Titanic example for xgboost¶
introduction to the topic: Explanatory Model Analysis: Explore, Explain, and Examine Predictive Models¶

Imports¶
import dalex as dx
import pandas as pd
import numpy as np
from sklearn.neural_network import MLPClassifier
from sklearn.preprocessing import StandardScaler, OneHotEncoder
from sklearn.impute import SimpleImputer
from sklearn.pipeline import Pipeline
from sklearn.compose import ColumnTransformer
import xgboost as xgb
import warnings
warnings.filterwarnings('ignore')
import plotly
plotly.offline.init_notebook_mode()
dx.__version__
Basic example with xgb.train¶
We will consider the most basic example first. Due to categorical variables in the dataset, that are not handled by default by xgb, we will drop them in the first example.
data = dx.datasets.load_titanic()
X = data.drop(columns='survived').loc[:, ['age', 'fare', 'sibsp', 'parch']]
y = data.survived
params = {
"max_depth": 5,
"objective": "binary:logistic",
"eval_metric": "auc"
}
train = xgb.DMatrix(X, label=y)
classifier = xgb.train(params, train, verbose_eval=1)
Note that despite special data format needed by the xgb, you pass pandas.DataFrame to the Explainer. You have to use Data Frame in all interactions with the Explainer.
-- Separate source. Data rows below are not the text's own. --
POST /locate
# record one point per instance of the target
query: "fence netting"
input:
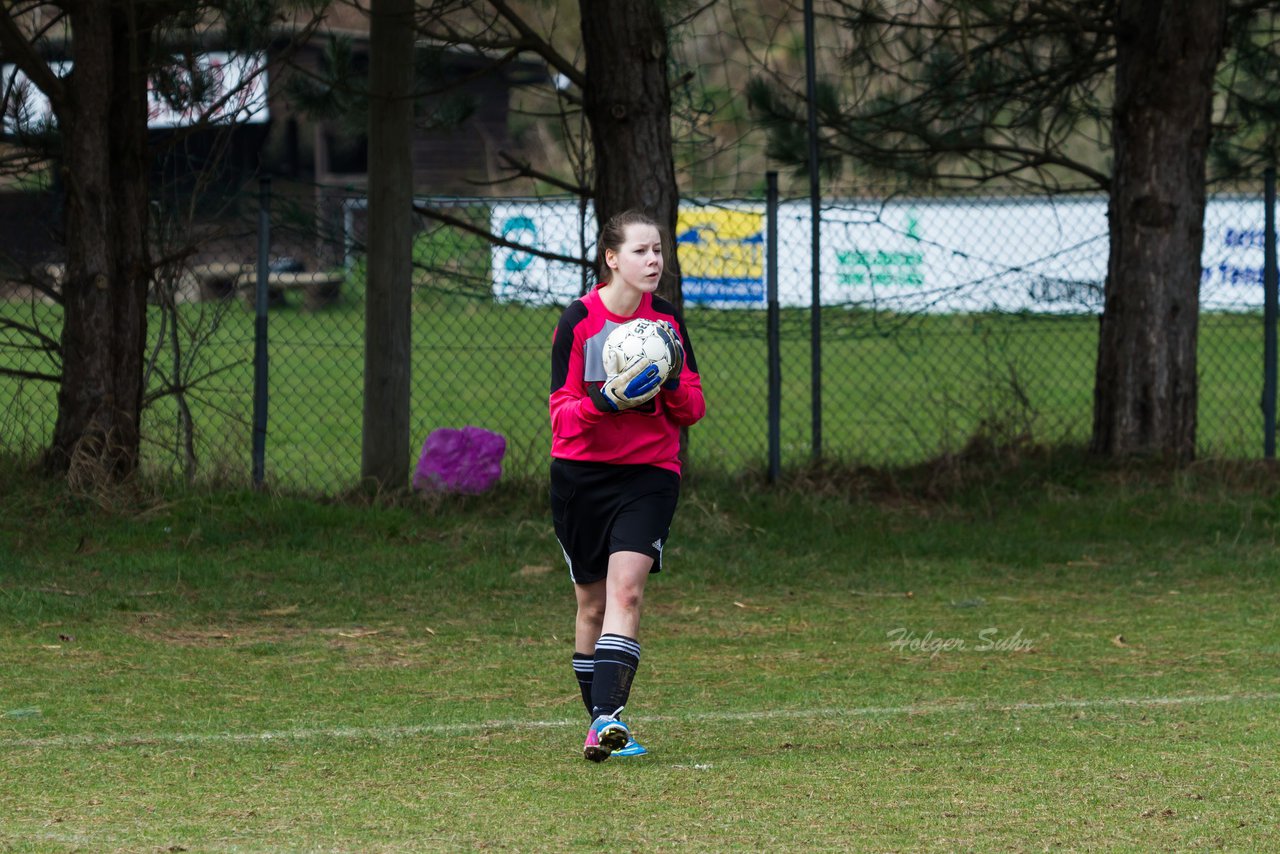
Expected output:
(944, 322)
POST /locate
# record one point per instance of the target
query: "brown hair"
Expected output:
(615, 233)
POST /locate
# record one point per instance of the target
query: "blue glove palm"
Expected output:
(631, 387)
(675, 354)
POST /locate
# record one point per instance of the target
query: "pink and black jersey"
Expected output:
(648, 434)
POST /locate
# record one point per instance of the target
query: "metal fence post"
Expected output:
(816, 222)
(775, 348)
(264, 249)
(1269, 316)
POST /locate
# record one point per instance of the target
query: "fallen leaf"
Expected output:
(360, 633)
(534, 569)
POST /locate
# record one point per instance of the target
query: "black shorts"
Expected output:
(599, 508)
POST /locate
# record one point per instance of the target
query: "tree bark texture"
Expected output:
(388, 304)
(104, 124)
(627, 106)
(1146, 382)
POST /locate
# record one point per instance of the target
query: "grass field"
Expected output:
(1032, 654)
(896, 391)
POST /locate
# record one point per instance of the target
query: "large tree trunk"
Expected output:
(108, 264)
(385, 451)
(1146, 386)
(627, 106)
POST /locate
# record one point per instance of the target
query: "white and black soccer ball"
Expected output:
(636, 339)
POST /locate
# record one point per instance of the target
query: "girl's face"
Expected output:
(638, 263)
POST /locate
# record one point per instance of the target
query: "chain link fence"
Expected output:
(944, 323)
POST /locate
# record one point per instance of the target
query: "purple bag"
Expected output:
(466, 461)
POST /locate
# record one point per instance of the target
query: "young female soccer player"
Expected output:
(616, 467)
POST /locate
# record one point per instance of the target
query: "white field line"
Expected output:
(388, 733)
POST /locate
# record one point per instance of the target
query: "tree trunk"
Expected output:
(1146, 384)
(105, 172)
(627, 106)
(384, 457)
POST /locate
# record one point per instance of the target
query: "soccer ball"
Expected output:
(636, 339)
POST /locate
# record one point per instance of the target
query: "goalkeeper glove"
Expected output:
(675, 354)
(634, 386)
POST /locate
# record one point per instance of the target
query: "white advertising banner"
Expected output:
(912, 256)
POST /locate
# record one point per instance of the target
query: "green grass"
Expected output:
(234, 671)
(896, 391)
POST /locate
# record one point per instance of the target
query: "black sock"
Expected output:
(584, 667)
(616, 661)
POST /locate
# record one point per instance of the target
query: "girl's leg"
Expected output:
(586, 631)
(617, 651)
exp = dx.Explainer(classifier, X, y)
Again, note that X is just a Data Frame.
exp.predict(X)
exp.model_parts().plot()
Combining xgboost with sklearn's Pipeline - easy example¶
You can create more complex models with sklearn's Pipeline. We will use all data available now.
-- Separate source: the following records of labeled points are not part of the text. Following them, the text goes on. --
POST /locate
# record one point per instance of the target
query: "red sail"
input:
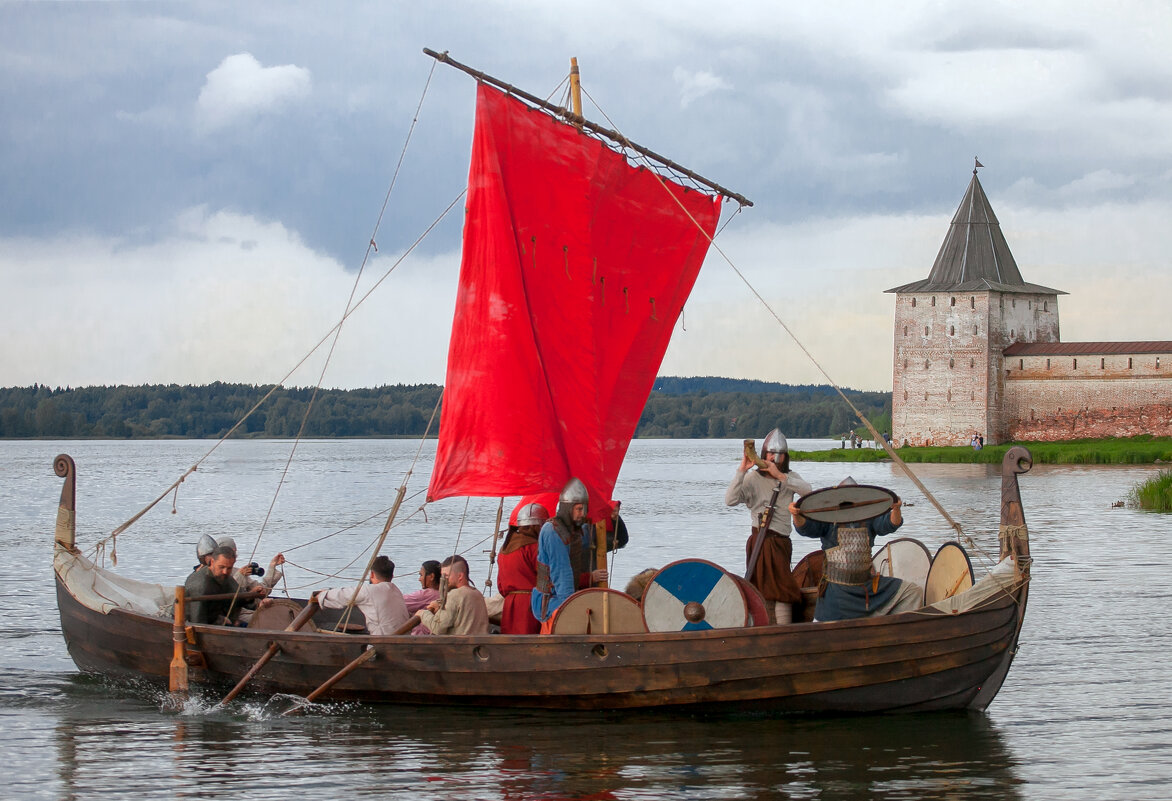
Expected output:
(574, 270)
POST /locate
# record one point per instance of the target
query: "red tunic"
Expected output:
(516, 578)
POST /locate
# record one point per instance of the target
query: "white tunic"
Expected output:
(382, 605)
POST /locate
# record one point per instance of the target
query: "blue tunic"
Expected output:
(554, 554)
(842, 602)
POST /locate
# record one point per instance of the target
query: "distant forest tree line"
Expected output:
(678, 408)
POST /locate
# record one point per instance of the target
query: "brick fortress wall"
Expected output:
(947, 379)
(1085, 396)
Using xgb.XGBClassifier or xgb.XGBRegressor class in Pipeline does not differs from any sklearn classifier.
However, using model in the Pipeline removes information about its class. Sometimes it may have absolutely no impact due to the same interface, though sometimes you have to pass information about inner model class (the one that actually makes a prediction) or create your own predict function with appropriate interface.
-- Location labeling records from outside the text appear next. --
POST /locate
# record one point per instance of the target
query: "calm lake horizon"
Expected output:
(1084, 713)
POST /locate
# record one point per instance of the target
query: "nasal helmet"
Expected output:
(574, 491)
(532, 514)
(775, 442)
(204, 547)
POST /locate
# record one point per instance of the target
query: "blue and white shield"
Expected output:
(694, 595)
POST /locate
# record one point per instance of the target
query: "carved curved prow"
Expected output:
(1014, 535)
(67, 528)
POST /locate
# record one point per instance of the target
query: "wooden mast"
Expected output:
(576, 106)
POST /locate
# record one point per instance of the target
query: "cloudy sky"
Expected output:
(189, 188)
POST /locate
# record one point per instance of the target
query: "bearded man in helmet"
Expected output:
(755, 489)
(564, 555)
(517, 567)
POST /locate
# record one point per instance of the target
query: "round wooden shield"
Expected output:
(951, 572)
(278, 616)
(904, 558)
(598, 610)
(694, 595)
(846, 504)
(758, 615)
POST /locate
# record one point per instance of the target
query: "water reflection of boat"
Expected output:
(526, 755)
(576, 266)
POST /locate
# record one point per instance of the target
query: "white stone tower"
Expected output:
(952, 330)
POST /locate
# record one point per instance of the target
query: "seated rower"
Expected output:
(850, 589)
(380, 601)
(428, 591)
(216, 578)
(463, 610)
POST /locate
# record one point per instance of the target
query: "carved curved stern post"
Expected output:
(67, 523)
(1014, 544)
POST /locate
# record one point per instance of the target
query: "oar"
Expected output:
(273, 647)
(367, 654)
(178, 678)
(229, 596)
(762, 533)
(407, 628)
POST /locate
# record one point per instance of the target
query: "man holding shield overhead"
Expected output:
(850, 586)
data = dx.datasets.load_titanic()
X = data.drop(columns='survived')
y = data.survived
numerical_features = ['age', 'fare', 'sibsp', 'parch']
numerical_transformer = Pipeline(
steps=[
('imputer', SimpleImputer(strategy='median')),
('scaler', StandardScaler())
]
)
categorical_features = ['gender', 'class', 'embarked']
categorical_transformer = Pipeline(
steps=[
('imputer', SimpleImputer(strategy='constant', fill_value='missing')),
('onehot', OneHotEncoder(handle_unknown='ignore'))
]
)
preprocessor = ColumnTransformer(
transformers=[
('num', numerical_transformer, numerical_features),
('cat', categorical_transformer, categorical_features)
]
)
clf = Pipeline(steps=[('preprocessor', preprocessor),
('classifier', xgb.XGBClassifier())])
clf.fit(X, y)
exp = dx.Explainer(clf, X, y)
exp.model_performance(model_type='classification').plot(geom='roc')
exp.model_parts().plot()
Non standard use¶
Explainer needs to know how the predictions are made. Its constructor tries to find out it by itself. However, it is not always possible. For example, if your model is wrapped with something unknown, with nonstandard behaviour you have to tell how to treat this model.
The easiest way is to pass model_class parameter telling what's the model actual interface.
Easy (and a bit fake) example¶
This example has no use, though it is easy to understand and use as a framework for more practical examples.
class Wrapper:
def __init__(self, model):
self.model = model
def predict(self, dmatrix):
return self.model.predict(dmatrix)
params = {
"max_depth": 5,
"objective": "binary:logistic",
"eval_metric": "auc"
}
data = dx.datasets.load_titanic()
X = data.drop(columns='survived').loc[:, ['age', 'fare', 'sibsp', 'parch']]
y = data.survived
train = xgb.DMatrix(X, label=y)
inner_model = xgb.train(params, train, verbose_eval=1)
wrapped = Wrapper(classifier)
type(inner_model)
type(wrapped)
Such model has non standard interface because it need DMatrix. Note that class of this model is __main__.Wrapper thus Explainer will use default predict methods, which causes an error.
exp = dx.Explainer(wrapped, X, y)
However the inner model: xgb.train is known to the Explainer so you can just inform it. You will get valid explainer that can be used normally from now on.
exp = dx.Explainer(wrapped, X, y, model_class='xgboost.core.Booster')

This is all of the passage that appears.